A. As a busy working momma who doesn’t have much alone time to plug in my headphones, I tend to get regular inspiration from conversations I have for my weekly podcast. On the “Going Scared” podcast, I interview change-makers from around the world who inspire me to move through my fears and toward a life of impact and meaning.
As for books, Born a Crime by Trevor Noah is one of the most inspiring reads I’ve read in a while (and I’m the kind of gal who regularly brings five books in my carry-on). If you haven’t read it yet, go grab that baby off the shelf and crack it open ASAP!
What’s the best piece of advice you have ever been given, and who gave it to you?

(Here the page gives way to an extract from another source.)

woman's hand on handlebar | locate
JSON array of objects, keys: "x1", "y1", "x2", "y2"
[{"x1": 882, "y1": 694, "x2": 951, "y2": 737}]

One piece of advice that’s changed me on this crazy journey came from brilliant author and thinker Andy Crouch, who talks about the importance of having rhythms for your life and holding yourself to them. That includes not just having rhythms for working and being productive, but for rest, too. I’m a future-oriented person, so it’s hard for me to make space for rest. I am always thinking ahead to the next thing I could be doing. But by committing to a life rhythm that includes space for rest and holding myself to it, I’m able to remember better that life is not all about the hustle. And, ultimately, that rest is going to allow me to keep going for the long haul.
Aside from faith, family and friends, what are three things you can’t live without?
About to get real with y’all: Dry shampoo is my little not-so-secret style secret. You best believe it’s always in my bag when I head off to spin class and have NO plans to wash my hair after (no shame in my game)! Guacamole has to be on this list, too — you can take the girl out of Texas, but you can’t take the Texas out of the girl. And last but certainly not least? Sunshine. My love for the feeling of those warm rays on my skin is part of what inspired the name “Noonday.” It’s the point in time with the sun directly overhead, bringing clarity and light to every day. Plus there’s this saying in Isaiah 58:10: “If you spend yourselves in behalf of the hungry and satisfy the needs of the oppressed, then your light will rise in the darkness, and your night will become like the noonday.”